Seus pais não puderam participar do espetáculo de natal de Mandy naquele dia porque tinham um negócio muito importante para resolver. Embora tenha ficado triste por ter ensaiado por dois meses para aquele dia, ela entendeu. À noite, eles se reuniriam em volta da árvore de natal para trocar os presentes, então estava tudo bem.
Ao lembrar-se disso, abriu sua bolsinha e tirou de dentro dois embrulhos enfeitados. O primeiro era o de sua mãe. Ela decidiu fazer um porta-canetas para sua mãe usar em sua sala. Ela era uma professora, assim como a Srª Grey, que lhe ajudou a produzir os presentes. O segundo era o do seu pai. Com esse ela teve mais dificuldade, mas acabou fazendo um porta-retratos de emborrachados, cheio de flores, corações e docinhos. Ela não sabia se eles iriam gostar, mas estava ansiosa para que recebessem. Por que eles estavam demorando tanto, afinal?
─Oi.
Mandy assustou-se com a voz fantasmagórica de um garoto que surgiu ao seu lado. Por um momento ela pensou que de fato fosse um fantasma, mas seu pai sempre dizia que fantasmas não existiam.
─Oi – Mandy respondeu.
─Eu sou o Julian e tenho oito anos – Disse o menino e só então Mandy percebeu que lhe faltava os dois dentes da frente.

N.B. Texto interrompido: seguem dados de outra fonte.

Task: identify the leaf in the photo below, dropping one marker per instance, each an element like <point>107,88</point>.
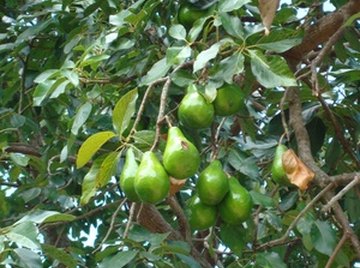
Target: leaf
<point>41,91</point>
<point>267,11</point>
<point>107,169</point>
<point>158,70</point>
<point>124,110</point>
<point>81,116</point>
<point>206,55</point>
<point>88,187</point>
<point>232,25</point>
<point>323,237</point>
<point>271,71</point>
<point>233,237</point>
<point>261,199</point>
<point>28,258</point>
<point>231,66</point>
<point>280,41</point>
<point>230,5</point>
<point>177,31</point>
<point>60,255</point>
<point>119,260</point>
<point>91,145</point>
<point>46,75</point>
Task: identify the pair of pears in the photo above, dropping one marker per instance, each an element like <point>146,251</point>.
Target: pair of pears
<point>218,193</point>
<point>149,182</point>
<point>196,112</point>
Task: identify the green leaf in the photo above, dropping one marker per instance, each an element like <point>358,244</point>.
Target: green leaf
<point>41,91</point>
<point>271,71</point>
<point>261,199</point>
<point>231,66</point>
<point>269,260</point>
<point>323,237</point>
<point>230,5</point>
<point>158,70</point>
<point>205,56</point>
<point>60,217</point>
<point>233,237</point>
<point>20,159</point>
<point>81,116</point>
<point>124,110</point>
<point>232,25</point>
<point>60,255</point>
<point>88,187</point>
<point>280,41</point>
<point>46,75</point>
<point>107,169</point>
<point>119,260</point>
<point>28,258</point>
<point>177,31</point>
<point>91,146</point>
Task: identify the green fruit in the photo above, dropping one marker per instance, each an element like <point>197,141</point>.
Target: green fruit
<point>181,158</point>
<point>127,177</point>
<point>237,204</point>
<point>188,14</point>
<point>213,184</point>
<point>201,216</point>
<point>228,101</point>
<point>277,169</point>
<point>152,183</point>
<point>195,112</point>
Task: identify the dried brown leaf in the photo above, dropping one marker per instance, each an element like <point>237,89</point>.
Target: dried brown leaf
<point>267,11</point>
<point>297,172</point>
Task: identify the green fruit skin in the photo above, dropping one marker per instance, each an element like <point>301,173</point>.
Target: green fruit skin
<point>181,159</point>
<point>189,14</point>
<point>277,169</point>
<point>237,204</point>
<point>228,101</point>
<point>195,112</point>
<point>201,216</point>
<point>152,183</point>
<point>213,184</point>
<point>127,177</point>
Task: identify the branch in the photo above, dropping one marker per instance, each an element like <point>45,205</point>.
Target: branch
<point>320,32</point>
<point>283,239</point>
<point>340,194</point>
<point>183,222</point>
<point>336,250</point>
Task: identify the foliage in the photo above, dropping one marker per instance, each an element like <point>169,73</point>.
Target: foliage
<point>81,81</point>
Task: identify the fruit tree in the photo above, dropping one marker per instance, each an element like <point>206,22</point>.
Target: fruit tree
<point>178,133</point>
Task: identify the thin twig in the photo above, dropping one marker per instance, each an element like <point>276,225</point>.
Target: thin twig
<point>283,117</point>
<point>160,118</point>
<point>337,249</point>
<point>183,222</point>
<point>112,224</point>
<point>130,219</point>
<point>284,237</point>
<point>319,58</point>
<point>340,194</point>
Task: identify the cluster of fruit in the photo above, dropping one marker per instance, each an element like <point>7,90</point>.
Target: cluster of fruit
<point>150,181</point>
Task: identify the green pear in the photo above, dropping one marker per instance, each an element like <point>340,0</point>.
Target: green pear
<point>127,177</point>
<point>152,183</point>
<point>181,158</point>
<point>277,169</point>
<point>201,216</point>
<point>237,204</point>
<point>195,111</point>
<point>213,184</point>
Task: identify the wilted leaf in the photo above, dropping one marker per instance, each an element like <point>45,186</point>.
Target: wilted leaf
<point>124,110</point>
<point>267,11</point>
<point>91,146</point>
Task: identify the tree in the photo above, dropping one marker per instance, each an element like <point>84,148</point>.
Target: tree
<point>84,81</point>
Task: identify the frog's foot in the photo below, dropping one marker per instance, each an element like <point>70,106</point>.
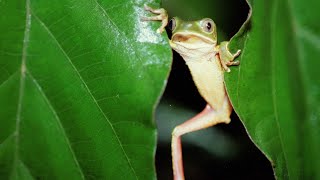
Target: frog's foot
<point>162,15</point>
<point>226,57</point>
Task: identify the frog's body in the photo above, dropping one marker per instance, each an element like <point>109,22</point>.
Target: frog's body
<point>196,42</point>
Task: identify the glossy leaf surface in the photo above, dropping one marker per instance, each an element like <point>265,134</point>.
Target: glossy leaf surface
<point>275,90</point>
<point>79,81</point>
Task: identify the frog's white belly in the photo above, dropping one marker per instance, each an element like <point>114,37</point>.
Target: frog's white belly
<point>208,77</point>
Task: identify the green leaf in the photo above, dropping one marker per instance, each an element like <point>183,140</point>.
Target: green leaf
<point>276,89</point>
<point>79,81</point>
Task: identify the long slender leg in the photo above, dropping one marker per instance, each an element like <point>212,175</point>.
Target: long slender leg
<point>208,117</point>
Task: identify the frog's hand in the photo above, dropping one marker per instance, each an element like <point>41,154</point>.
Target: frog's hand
<point>226,57</point>
<point>162,16</point>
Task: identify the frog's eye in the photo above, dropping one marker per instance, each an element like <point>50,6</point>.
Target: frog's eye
<point>172,24</point>
<point>207,25</point>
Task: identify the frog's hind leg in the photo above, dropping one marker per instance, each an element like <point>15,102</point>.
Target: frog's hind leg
<point>208,117</point>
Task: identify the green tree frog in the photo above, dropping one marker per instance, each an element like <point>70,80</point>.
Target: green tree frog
<point>196,42</point>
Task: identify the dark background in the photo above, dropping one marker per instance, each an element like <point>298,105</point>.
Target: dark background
<point>220,152</point>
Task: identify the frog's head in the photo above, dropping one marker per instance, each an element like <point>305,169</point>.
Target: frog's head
<point>193,38</point>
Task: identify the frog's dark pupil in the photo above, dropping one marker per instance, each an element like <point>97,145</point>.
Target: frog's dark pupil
<point>208,26</point>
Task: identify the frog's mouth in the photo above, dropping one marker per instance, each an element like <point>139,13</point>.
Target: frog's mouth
<point>191,41</point>
<point>190,38</point>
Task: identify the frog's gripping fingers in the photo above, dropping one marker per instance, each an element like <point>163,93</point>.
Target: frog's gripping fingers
<point>162,16</point>
<point>237,54</point>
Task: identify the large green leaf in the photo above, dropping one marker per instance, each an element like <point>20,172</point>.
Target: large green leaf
<point>276,89</point>
<point>79,81</point>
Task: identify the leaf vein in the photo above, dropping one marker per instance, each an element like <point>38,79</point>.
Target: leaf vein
<point>90,94</point>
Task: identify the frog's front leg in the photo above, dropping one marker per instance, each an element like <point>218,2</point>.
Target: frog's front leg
<point>162,16</point>
<point>226,57</point>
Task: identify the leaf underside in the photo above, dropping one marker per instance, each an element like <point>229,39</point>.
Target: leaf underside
<point>275,90</point>
<point>78,90</point>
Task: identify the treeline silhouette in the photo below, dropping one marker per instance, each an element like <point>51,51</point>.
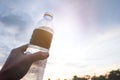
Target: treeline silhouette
<point>112,75</point>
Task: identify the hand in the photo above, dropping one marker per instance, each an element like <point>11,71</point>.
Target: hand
<point>18,63</point>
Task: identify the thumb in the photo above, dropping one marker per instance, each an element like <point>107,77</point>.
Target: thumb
<point>38,56</point>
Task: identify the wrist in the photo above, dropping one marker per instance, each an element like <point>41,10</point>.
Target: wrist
<point>2,76</point>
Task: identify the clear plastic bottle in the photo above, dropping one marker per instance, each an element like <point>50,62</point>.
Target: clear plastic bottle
<point>40,41</point>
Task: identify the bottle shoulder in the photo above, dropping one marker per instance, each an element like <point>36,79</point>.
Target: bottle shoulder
<point>46,29</point>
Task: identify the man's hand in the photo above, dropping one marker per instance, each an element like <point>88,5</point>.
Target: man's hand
<point>18,63</point>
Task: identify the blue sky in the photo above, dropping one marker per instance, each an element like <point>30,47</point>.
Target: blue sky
<point>86,38</point>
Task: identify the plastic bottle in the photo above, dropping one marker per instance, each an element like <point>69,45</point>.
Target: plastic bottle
<point>40,41</point>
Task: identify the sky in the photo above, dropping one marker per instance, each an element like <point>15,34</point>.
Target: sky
<point>86,34</point>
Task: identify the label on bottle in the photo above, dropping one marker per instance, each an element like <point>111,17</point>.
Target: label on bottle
<point>41,37</point>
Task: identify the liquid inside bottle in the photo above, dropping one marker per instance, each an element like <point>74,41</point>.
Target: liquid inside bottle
<point>40,41</point>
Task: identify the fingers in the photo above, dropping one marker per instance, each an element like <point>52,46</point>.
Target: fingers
<point>23,48</point>
<point>38,56</point>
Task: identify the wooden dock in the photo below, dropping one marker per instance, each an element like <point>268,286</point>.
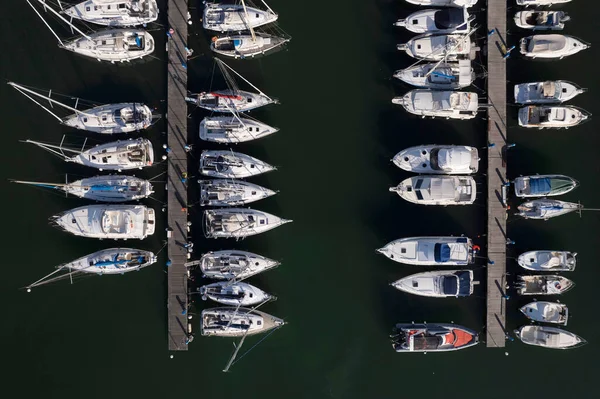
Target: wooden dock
<point>496,172</point>
<point>177,297</point>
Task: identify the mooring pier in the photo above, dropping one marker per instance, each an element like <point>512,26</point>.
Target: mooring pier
<point>496,173</point>
<point>177,297</point>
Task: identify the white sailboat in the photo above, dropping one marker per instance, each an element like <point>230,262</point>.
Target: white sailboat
<point>110,188</point>
<point>103,119</point>
<point>116,155</point>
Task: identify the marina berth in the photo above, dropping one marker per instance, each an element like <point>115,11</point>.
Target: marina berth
<point>107,221</point>
<point>439,159</point>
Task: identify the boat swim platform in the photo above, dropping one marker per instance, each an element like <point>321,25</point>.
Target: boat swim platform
<point>177,235</point>
<point>496,175</point>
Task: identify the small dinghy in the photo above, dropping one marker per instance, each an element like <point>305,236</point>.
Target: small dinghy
<point>222,192</point>
<point>548,261</point>
<point>435,251</point>
<point>234,264</point>
<point>438,284</point>
<point>442,104</point>
<point>541,20</point>
<point>229,164</point>
<point>546,312</point>
<point>439,159</point>
<point>437,190</point>
<point>232,322</point>
<point>107,221</point>
<point>432,47</point>
<point>551,46</point>
<point>233,129</point>
<point>552,116</point>
<point>549,337</point>
<point>543,185</point>
<point>238,222</point>
<point>445,76</point>
<point>543,284</point>
<point>411,337</point>
<point>234,294</point>
<point>446,20</point>
<point>549,92</point>
<point>546,208</point>
<point>115,12</point>
<point>111,188</point>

─O que aconteceu com seus dentes?
─Ah – Ele deu de ombros, colocando o dedo sujo no buraco entre seus dentes – George me empurrou do escorregador e eu caí de cara no chão.
─Quem é George?
─Ele mora aqui.
Mandy olhou ao seu redor e percebeu que aquilo não parecia uma casa. Ela só havia entrado no saguão e não conhecia o restante do lugar, mas as paredes eram muito coloridas para ser uma casa.
─Você mora aqui também?
O menino banguela assentiu.
─Desde sempre. Você vai morar aqui?
─Não, só estou esperando meus pais.
Julian franziu as sobrancelhas.
─E onde eles estão?
─Foram visitar o Papai do Céu.
Julian olhou para Mandy como se ela fosse uma maluca. Não entendia o que eles estavam dizendo.
─Você quer dizer que eles morreram?
Mandy balançou a cabeça.
─Não, só foram visita-lo.
─Você sabe que eles não vão voltar, não sabe?
Mandy ficou em silêncio. Na verdade, ela não sabia se voltariam ou não. O Papai do Céu poderia ser um cara legal, mas também tem a questão de que seus pais a amavam. Se não fossem voltar, ao menos poderiam mandar algum amigo do Papai do Céu vir busca-la.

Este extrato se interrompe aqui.